Single somatic cell 3.5 billion years ago and first cell division 1 billion years ago

Tom Hanna considered these functions primordial because these are all somatic characteristics of the earliest stage of development of any organism. A primordial soma is inclusive of both structure and function reflected in the study of evolution itself.

At the heart of Darwin's discovery is the living, cell-like soma, which is the individual exemplar of the singular event of life--life that has evolved unbroken since its first cellular formation. Living structure is an artifact of its own integral functions--a whole which carries with it its own laws and imperatives that are as primeval and enduring as Darwin saw them to be. 

A soma is any individual embodiment of a process which endures and adapts through time, and it remains a soma as long as it lives. The moment that it dies it ceases to be a soma and becomes a body.  Each soma is a process in time, yet its ambiguous secret is that its life is the same stable, still enduring succession of layers and branches that root backward into the origins of life. It is because life has continued unbroken through its evolving branches, that somas are unique events: they bear within them their entire history of millions of years.

Tom Hanna was a clever person and loved to play with words and ideas. I believe his use of the phrase, The House that Darwin Built, was a play on this traditional nursery rhyme.

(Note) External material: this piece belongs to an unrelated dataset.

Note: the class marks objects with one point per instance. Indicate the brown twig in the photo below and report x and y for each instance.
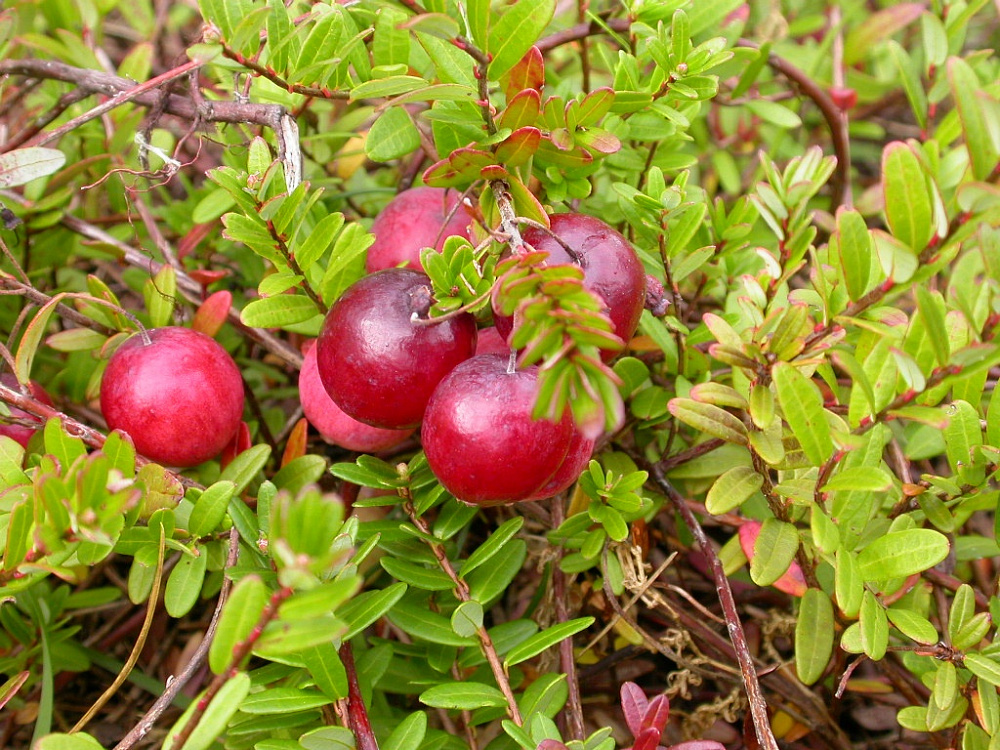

This is an additive poem which adds an extra line to the one before.  I think that Tom felt that Darwin’s careful and insightful research, which was the basis for the theory of natural selection and evolution, was like this rhyme, a story of causation linked backwards in time. By examining Darwin’s work, we are tracing one of the most important branches of somatic thought back in time and into smaller and more primal elements of who we truly are.

In Tom Hanna’s essay, One, he gazes up at the night sky reflecting:

The being of myself--this person sitting quietly under the stars--is a being that stretches backward through infinite layers of roots branching backward into further roots and still further roots, until there is no way of telling where the roots end, or even if there is an end. Those rootlets branch downward from multi-celled beings into single-celled beings, simple beings, just as present to the world as I am on the star-filled night.

The strands of my being reached downward and backward through seamlessly connected layers into the originative oneness of being itself. My being, at this moment of nighttime awareness, was linked in loving, unbroken continuity with the primal oneness that was just an ancient as was the starlight that fell into my eyes.

Just like the light of those inconceivably distant starts, this self of which I am aware, now at this moment, has traveled an inconceivably distant space and time to arrive at this place and instant. This which is deep in biological time is also deep in space and elemental roots.

Looking up at the umbrella of starts. I reflect on the immense similarity between those ancient celestial bodies and my own body. They and I are, finally one.

References

Darwin, C., & Prodger, P. (1998). The expression of the emotions in man and animals. Oxford University Press, USA.

Hanna, T. (1976). The Field of Somatics. Somatics: Magazine-journal of the Bodily Arts and Sciences, 1(1), 30-34.

Hanna, T. (1983). One: Somatics: Magazine-journal of the Bodily Arts and Sciences, 4(3), Inside front cover.